740.00119 Control (Japan)/12–2648: Telegram

General of the Army Douglas MacArthur to the Under Secretary of the Army (Draper)

top secret
priority

C–66597. Personal for Undersecretary Draper. Reurad War 81792.1 I am in complete accord with your conclusion as to the clearly delineated area of SCAP responsibility and authority in the administrative and executive interpretation and implementation of FEC policies. Indeed such conclusion only recently received striking confirmation in the Attorney General’s opinion and the Supreme Court’s decision in the war criminal appeals. Only very recently has there in fact appeared any tendency to otherwise interpret the situation in Washington. I am furthermore in the most full agreement with the need to exert every possible effort to shape the administration of the occupation to conform to definitive American policy and interests and I have never failed to do so to the utmost limit of my authority and ability when they did not directly traverse FEC policies controlling since the United States surrendered her right of complete unilateral direction at Moscow.
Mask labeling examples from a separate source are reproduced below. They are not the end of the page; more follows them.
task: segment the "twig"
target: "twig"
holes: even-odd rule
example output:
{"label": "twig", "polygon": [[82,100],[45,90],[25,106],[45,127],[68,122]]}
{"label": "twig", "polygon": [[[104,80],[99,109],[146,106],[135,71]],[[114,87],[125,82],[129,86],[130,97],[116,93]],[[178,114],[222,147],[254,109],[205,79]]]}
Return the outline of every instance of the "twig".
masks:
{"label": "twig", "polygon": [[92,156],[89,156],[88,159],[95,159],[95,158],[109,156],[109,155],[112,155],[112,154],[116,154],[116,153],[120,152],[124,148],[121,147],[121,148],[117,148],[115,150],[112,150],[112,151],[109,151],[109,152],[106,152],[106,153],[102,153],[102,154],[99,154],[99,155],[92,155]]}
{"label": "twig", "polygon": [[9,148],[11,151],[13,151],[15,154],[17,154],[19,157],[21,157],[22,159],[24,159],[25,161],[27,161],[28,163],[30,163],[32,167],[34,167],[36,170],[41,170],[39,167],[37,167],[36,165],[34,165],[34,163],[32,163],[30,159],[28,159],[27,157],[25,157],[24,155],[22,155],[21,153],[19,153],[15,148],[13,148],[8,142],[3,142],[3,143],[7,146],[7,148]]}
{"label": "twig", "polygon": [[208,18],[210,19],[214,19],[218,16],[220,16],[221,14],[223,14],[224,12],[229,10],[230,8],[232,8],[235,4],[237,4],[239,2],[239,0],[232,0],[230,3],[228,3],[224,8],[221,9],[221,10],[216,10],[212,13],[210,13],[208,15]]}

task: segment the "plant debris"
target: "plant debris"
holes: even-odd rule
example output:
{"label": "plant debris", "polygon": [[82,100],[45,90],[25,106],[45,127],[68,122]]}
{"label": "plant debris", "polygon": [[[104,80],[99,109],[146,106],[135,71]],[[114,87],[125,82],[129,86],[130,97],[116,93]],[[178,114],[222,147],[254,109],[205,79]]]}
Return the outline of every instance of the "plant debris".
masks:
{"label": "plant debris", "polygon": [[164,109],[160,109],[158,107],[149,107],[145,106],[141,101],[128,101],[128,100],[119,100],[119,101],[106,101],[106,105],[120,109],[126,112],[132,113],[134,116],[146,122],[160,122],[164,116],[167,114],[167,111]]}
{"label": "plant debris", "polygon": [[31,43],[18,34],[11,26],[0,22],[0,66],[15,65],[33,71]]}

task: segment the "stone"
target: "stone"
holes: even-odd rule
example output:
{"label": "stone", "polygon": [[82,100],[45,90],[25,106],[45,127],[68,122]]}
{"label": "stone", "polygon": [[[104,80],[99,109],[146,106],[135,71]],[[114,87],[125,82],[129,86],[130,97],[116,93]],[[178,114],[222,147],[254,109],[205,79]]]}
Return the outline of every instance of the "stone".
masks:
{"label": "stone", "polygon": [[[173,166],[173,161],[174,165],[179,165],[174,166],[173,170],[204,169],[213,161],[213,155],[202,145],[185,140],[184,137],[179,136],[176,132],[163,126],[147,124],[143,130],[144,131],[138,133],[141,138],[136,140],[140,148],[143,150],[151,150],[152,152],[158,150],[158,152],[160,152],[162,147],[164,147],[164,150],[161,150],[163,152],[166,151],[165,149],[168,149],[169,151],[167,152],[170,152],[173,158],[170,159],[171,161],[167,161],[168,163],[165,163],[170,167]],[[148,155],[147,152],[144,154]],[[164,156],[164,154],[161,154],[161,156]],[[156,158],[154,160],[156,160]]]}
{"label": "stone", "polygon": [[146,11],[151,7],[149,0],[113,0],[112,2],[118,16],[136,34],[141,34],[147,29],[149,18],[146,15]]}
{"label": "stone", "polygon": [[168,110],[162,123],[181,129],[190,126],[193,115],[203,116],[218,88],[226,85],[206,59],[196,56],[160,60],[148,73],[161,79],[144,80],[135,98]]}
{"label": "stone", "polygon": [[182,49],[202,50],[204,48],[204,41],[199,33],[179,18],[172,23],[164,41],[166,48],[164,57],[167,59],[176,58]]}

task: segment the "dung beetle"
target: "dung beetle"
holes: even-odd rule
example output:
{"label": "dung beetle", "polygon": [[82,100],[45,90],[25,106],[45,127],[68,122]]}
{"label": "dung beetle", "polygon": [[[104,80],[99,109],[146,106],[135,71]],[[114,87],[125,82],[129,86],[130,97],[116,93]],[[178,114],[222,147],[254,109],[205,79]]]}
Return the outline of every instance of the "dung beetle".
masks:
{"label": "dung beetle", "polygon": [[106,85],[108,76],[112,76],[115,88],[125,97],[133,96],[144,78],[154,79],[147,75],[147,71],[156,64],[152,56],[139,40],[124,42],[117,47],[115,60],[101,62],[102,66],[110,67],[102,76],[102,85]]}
My position as you know has consistently been that the United States, being the nation not only contributing most toward victory in the Pacific war, but the one which has carried almost the entire burden of occupation, should firmly insist upon her moral and equitable right to shape controlling policy but that she should do so formally and openly and as you point out within the framework of the Moscow Agreement, just as was done in the matter of the stabilization [Page 938] of the Japanese economy. The United States has no need to take indirect action or an informal approach and should assume full and open responsibility for her policy determinations. I am most grateful for your efforts to insure in American official thinking the proper orientation as to the actual international relationships involved.

MacArthur
  1. December 24, not attached to file copy.